Julián Erralde (Nazareno Casero) es un hombre joven modelado tempranamente por la venganza. Le tocó ver como Aballay mataba a su padre con un cuchillo. Los años lo acercan a uno de los secuaces más horrendos del asesino, el despiadado Torres (Luis Ziembrowski). Este a su vez lo conducirá hasta el perdido poblado del norte donde está el tercer perpetrador, “El Muerto” (Claudio Rissi). “El Muerto” revista como Juez de Paz por una de esas fintas nacionales que celebran el despojo confiriéndole rango institucional. En el camino de la vindicta -ya de por si complejo- Erralde se cruza con Juana (Moro Anghileri), una belleza tan austera como poderosa y una referencia que, si suma en su trayecto una nota solidaria, también incrementa la peligrosidad de su empresa. Juana, sexualmente esclavizada por “El Muerto”, vendida por su propio padre, es también para Erralde el deseo. La tensión se vuelve suprema para él: uno de los verdugos de su padre es ahora también el sistemático abusador de Juana. La justicia que el joven viene procurando empieza a teñirse de social sin ceder nunca su itinerario de aventura. La presencia de Juana dibuja ante Erralde el otro reflejo de Aballay, el de su redención y su mito. Está en el aire y en el fetiche, en las dulces molduras de madera, en las velas que el paisanaje le enciende en mimados rincones de la montaña. La leyenda agita su culto como un signo tutelar animando la retaceada sonrisa de Juana. El Aballay redimido es esperanza en la oscuridad. Pero también es incógnita, especialmente para Erralde que no imagina la conversión del perpetrador. Esta danza narrativa entre lo épico y lo místico, le otorga a “Aballay, el hombre sin miedo” todas las condiciones para el esplendor dramático y visual. Es tan rico en matices que está casi condenado a enriquecer su propio tratamiento, pero se expone a la amputación si no cae en las mejores manos. Por eso el segundo milagro de Aballay es el de Fernando Spiner, el inspirado director de una película que le reintegra al cine argentino sus horas doradas.
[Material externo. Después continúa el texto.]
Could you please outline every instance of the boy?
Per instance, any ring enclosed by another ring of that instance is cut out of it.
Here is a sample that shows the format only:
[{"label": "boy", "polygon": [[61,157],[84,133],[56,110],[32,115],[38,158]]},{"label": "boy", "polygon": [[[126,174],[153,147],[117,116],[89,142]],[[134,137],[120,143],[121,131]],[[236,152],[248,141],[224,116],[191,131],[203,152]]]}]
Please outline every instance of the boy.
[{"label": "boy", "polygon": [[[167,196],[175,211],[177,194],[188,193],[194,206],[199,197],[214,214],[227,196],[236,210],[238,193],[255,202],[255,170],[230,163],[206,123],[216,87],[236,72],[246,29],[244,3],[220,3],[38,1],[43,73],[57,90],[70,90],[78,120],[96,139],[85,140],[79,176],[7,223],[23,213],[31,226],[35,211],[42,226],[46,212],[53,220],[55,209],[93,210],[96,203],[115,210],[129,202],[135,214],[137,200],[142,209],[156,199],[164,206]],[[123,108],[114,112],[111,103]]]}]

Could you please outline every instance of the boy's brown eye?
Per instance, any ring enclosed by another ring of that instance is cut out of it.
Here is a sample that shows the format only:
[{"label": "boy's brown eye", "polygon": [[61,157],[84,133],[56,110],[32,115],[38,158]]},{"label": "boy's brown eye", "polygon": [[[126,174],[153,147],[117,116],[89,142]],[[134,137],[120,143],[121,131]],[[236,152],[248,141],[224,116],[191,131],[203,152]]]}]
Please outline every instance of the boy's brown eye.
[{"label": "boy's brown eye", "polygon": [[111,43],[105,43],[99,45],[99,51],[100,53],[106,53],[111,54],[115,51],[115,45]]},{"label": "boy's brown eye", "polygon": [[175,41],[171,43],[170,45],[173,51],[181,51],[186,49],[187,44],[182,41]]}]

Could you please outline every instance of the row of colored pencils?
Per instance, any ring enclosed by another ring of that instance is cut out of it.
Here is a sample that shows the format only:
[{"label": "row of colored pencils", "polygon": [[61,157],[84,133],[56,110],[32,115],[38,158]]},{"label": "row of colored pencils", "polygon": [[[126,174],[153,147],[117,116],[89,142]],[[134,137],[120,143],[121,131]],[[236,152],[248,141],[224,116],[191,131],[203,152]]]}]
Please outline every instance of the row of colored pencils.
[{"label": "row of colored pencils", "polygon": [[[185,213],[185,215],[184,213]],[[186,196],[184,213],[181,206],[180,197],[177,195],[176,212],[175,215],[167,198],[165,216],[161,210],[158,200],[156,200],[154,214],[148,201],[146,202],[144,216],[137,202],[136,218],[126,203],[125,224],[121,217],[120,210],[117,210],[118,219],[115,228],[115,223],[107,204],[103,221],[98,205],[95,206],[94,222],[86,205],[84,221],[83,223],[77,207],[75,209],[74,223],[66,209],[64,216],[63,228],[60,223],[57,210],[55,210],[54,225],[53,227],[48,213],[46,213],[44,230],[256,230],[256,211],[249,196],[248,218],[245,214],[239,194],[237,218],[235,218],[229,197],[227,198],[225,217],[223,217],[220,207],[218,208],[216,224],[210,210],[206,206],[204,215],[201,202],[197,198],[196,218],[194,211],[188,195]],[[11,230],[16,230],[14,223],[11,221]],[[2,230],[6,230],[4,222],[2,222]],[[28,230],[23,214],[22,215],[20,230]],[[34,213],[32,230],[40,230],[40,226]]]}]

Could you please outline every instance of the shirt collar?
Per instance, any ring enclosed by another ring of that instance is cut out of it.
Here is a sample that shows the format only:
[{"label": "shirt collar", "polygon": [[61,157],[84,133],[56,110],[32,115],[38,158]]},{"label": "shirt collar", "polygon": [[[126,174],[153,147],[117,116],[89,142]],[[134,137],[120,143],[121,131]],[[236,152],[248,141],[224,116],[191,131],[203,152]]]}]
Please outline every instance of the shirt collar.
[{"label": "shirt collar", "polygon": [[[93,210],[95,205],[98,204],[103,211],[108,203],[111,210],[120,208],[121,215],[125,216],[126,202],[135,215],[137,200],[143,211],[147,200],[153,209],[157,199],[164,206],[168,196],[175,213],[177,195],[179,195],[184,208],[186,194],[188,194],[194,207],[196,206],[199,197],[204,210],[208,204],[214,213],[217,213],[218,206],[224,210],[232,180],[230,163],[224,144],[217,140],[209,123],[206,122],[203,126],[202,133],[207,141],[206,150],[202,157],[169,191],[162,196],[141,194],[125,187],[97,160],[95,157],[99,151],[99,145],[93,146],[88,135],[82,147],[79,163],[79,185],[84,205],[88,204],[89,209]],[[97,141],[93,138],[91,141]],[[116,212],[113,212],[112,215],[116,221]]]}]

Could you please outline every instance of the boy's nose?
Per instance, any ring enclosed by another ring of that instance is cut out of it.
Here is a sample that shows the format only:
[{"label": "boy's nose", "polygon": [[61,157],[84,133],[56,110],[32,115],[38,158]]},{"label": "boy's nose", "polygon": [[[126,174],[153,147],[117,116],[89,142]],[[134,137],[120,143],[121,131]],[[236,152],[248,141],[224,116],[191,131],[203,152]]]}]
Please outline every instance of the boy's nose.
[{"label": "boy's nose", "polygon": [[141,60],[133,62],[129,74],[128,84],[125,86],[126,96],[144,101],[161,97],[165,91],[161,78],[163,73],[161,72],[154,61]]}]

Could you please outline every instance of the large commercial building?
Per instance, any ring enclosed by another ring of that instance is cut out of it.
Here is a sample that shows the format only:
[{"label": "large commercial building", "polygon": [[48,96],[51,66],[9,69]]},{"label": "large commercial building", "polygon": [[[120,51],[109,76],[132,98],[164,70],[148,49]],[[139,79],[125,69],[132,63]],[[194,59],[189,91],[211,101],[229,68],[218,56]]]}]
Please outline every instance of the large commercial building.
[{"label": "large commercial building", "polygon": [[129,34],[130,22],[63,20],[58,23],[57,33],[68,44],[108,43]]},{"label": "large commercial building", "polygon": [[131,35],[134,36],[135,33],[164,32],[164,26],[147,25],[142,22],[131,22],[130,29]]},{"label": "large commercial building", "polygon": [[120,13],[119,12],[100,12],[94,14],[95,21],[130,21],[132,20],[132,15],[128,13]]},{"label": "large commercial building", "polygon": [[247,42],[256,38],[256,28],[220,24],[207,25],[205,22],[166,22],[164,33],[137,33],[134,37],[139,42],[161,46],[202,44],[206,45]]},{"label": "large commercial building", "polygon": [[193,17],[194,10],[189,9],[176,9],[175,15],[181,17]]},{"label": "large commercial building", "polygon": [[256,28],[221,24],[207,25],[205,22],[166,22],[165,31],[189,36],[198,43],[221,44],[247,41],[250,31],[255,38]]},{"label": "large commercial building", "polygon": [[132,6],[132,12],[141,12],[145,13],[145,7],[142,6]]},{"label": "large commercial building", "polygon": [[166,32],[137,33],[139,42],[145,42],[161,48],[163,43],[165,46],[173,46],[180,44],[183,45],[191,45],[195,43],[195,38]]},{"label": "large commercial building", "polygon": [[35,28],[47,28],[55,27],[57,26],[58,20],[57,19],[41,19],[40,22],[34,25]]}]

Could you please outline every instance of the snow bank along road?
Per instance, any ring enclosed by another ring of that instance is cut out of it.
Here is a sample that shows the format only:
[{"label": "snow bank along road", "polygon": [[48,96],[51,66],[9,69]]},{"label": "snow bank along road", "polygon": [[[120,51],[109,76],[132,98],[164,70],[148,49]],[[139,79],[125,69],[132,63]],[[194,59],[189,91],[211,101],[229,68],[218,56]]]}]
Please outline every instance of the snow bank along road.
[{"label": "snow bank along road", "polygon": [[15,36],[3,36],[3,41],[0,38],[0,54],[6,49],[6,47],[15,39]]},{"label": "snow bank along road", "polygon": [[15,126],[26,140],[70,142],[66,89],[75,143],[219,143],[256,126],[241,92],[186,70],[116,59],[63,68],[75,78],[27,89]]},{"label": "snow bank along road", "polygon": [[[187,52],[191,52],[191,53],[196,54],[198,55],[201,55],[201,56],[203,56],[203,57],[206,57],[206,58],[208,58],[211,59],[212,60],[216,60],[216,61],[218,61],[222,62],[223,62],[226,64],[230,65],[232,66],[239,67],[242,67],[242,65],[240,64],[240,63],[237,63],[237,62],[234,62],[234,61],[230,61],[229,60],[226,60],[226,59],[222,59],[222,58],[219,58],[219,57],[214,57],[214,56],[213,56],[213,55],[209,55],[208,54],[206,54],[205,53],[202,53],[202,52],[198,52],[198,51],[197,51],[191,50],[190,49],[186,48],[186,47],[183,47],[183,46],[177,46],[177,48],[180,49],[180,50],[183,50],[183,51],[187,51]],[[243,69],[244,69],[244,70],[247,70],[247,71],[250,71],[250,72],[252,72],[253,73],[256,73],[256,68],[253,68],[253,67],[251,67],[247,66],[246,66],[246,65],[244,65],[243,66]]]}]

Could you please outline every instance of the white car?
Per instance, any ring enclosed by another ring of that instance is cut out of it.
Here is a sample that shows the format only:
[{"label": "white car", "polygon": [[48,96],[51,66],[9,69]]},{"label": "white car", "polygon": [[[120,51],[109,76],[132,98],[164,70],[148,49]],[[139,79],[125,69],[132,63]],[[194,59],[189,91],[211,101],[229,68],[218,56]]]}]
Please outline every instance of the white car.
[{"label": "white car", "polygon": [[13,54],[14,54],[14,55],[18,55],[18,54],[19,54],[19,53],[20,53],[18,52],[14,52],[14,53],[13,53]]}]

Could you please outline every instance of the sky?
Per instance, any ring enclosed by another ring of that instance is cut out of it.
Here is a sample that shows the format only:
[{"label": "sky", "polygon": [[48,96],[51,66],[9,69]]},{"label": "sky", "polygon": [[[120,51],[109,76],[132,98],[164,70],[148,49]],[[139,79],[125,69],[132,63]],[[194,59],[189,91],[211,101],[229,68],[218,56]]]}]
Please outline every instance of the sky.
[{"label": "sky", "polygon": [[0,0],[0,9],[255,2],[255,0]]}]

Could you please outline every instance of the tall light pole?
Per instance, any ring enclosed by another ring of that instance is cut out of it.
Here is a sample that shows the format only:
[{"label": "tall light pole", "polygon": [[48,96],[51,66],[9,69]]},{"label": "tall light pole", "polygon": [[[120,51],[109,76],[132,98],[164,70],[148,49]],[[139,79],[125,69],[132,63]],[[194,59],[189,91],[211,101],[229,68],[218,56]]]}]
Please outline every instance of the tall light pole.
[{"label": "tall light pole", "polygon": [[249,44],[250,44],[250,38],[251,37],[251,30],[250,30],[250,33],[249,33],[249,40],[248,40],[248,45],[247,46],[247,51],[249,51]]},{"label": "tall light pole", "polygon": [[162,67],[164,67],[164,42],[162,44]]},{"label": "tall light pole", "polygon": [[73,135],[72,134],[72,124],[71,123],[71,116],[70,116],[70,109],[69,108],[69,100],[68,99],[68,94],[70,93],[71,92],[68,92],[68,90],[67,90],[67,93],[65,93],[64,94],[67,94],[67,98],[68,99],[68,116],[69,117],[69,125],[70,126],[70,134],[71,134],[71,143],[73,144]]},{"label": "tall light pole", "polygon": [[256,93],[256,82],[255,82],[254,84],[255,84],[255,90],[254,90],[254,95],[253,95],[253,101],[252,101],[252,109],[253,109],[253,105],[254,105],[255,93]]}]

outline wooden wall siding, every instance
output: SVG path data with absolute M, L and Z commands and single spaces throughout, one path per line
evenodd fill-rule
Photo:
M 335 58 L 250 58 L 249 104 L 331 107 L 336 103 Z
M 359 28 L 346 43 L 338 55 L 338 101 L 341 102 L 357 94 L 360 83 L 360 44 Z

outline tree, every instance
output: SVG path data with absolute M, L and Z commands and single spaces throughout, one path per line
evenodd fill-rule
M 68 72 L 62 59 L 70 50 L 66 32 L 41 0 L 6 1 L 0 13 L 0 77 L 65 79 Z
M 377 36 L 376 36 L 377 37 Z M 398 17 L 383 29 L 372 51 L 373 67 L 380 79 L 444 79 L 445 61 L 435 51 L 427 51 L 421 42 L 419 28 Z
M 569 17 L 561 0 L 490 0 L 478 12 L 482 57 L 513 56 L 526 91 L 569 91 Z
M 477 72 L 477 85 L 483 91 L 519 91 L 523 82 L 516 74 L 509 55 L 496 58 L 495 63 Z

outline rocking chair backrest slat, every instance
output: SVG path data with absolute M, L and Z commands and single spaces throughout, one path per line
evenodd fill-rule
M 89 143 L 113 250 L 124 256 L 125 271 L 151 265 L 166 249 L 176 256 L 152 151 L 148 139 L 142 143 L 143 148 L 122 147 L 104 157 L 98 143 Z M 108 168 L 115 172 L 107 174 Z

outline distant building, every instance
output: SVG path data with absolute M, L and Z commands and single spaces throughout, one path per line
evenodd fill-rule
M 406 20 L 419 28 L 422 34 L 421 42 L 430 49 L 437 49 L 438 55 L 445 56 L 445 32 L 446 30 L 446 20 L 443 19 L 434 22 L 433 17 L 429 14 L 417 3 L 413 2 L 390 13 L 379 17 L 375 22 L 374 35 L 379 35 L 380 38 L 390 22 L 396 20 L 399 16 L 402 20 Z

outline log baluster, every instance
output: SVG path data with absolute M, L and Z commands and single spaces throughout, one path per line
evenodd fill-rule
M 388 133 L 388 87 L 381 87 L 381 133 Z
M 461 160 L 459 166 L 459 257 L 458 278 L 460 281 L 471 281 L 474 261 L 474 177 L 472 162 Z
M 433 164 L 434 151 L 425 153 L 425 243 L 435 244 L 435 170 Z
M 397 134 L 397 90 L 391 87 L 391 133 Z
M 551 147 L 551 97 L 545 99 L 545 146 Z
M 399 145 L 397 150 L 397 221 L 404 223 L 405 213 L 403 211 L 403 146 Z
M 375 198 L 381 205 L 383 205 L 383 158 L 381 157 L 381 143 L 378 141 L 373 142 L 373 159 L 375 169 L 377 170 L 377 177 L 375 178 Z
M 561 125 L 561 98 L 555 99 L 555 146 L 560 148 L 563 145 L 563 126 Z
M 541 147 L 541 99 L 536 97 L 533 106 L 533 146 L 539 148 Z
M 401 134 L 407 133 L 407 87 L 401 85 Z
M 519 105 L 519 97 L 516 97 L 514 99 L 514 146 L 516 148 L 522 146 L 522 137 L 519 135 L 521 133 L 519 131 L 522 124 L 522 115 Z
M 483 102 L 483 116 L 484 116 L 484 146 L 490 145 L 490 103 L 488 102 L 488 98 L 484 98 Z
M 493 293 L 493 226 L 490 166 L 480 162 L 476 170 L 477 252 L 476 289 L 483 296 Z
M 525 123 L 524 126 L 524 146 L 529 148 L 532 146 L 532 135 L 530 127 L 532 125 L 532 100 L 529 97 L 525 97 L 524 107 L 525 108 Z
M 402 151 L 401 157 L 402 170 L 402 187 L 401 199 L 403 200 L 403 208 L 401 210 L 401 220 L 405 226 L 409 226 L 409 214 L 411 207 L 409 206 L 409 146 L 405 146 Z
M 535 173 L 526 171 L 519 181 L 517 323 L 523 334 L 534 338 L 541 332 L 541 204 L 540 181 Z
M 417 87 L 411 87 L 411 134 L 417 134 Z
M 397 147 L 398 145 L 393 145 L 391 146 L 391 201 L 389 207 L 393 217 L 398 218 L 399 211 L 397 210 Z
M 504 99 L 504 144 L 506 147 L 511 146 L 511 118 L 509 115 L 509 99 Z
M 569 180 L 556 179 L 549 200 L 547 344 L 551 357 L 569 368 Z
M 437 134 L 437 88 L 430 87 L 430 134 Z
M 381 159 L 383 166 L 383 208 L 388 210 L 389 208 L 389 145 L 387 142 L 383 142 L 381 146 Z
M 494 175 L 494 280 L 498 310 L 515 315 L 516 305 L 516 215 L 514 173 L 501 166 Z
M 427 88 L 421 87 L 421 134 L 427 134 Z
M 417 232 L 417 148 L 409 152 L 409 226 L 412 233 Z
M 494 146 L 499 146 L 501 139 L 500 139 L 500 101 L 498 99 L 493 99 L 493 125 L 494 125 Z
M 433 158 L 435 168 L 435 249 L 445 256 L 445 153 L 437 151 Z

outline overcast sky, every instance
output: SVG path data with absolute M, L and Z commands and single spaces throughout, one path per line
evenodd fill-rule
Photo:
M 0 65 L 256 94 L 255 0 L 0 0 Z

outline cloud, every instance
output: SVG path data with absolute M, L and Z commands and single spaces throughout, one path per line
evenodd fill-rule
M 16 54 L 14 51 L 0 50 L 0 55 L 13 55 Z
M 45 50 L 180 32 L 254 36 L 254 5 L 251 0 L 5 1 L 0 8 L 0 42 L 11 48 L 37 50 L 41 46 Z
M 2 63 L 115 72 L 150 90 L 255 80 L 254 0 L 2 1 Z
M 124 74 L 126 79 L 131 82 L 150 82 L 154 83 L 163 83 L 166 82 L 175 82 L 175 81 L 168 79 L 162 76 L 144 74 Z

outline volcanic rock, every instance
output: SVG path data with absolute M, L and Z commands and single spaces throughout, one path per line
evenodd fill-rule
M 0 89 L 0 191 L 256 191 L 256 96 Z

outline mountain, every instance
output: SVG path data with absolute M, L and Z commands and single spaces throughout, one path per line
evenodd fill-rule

Efectivamente, tendré que buscar allá entre los prodigios de Carlos Hugo Christensen, Lucas Demare, Mario Soffici o el heroico Hugo del Carril, esos tiempos argentinos de un cine total, sin complejos ni mandatos. O en las bisagras caudalosas de Torre Nilsson y Leonardo Favio. En la altura técnica de Tinayre o de Fregonese. Lo que importa es que Spiner con su Aballay me devolvió la experiencia eufórica de ver cine, ese candor primigenio de la cámara cuando se entrega a su objeto sin pretensiones, cuando deja hablar a la naturaleza y a los rostros, cuando la mediación técnica sabe seducir. Tuve en el norte filmado por Spiner, las anchuras infinitas y los planos detalle dialogando en el idioma de un John Ford o un Anthonny Mann. Tuve el ahogado suspenso de “La Diligencia”, los giros de “Liberty Valance” y las alegorías de los “7 magníficos”. Respiré en los destellos herméticos de Aballay al Nazareno de Favio, y en el sincero andar de su personaje al monumental “Moreira”. Ví la poesía cuando el director juega a enfoque y desenfoque en esos planos de Juana y Julián en los que el erotismo se alimenta lentamente de silencio crepuscular con los rostros entregados al fuera de campo. Me llené de dudas cuando quise pensarlo a Aballay como un “western” vernáculo, porque también recibí claras resonancias del Fierro y del Facundo. Y en el discurso hipócrita del autoritarismo más despiadado y perverso -a cargo de “El Muerto”- sentí el eco exacto de nuestro pasado reciente. De modo que lo que he visto en Aballay es un “southern”. 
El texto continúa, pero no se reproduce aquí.